To test whether drinking water is adequately disinfected, space station astronauts will collect galley water in sealed plastic bags, and then use syringes to remove some water from the bags and push it through a cartridge that contains a half-inch-diameter, polymer, porous-membrane disk impregnated with a chemical to detect either iodine or silver. The disks, known as "solid phase extraction membranes," capture either iodine or silver, depending on the chemical in the disk.
Next, the bottom half of the cartridge, which contains the disk, is placed against a German company's handheld "diffuse reflectance spectrometer," which shines light on the disk so it can read the disk's color in about two seconds. Porter says the device was developed to measure the reflectivity or gloss, and thus the quality, of finishes such as automotive paint, industrial surfaces, stainless steel and decorative metals.
Each handheld device – two are in the kit taken to the space station – weighs 1.1 pounds, runs on four AA batteries, has a readout screen and measures 7 inches by 3.7 inches by 3.2 inches.
To test for iodine, the disk is impregnated with PVP (polyvinylpyrrolidone), a nontoxic chemical in contact lens cleaning solutions.

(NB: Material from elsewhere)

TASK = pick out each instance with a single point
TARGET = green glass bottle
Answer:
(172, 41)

The PVP reacts with iodine, and the intensity of the resulting yellow color reveals the concentration of iodine in the water.
To test for silver in water, the disk is imbued with DMABR, which is short for 5-(dimethylaminobenzylidene)rhodanine. A yellowish color indicates silver is absent, while flesh to brighter pink reveals how much silver is present.
"We can do this whole analysis in about two minutes on the ground or in space," Porter says.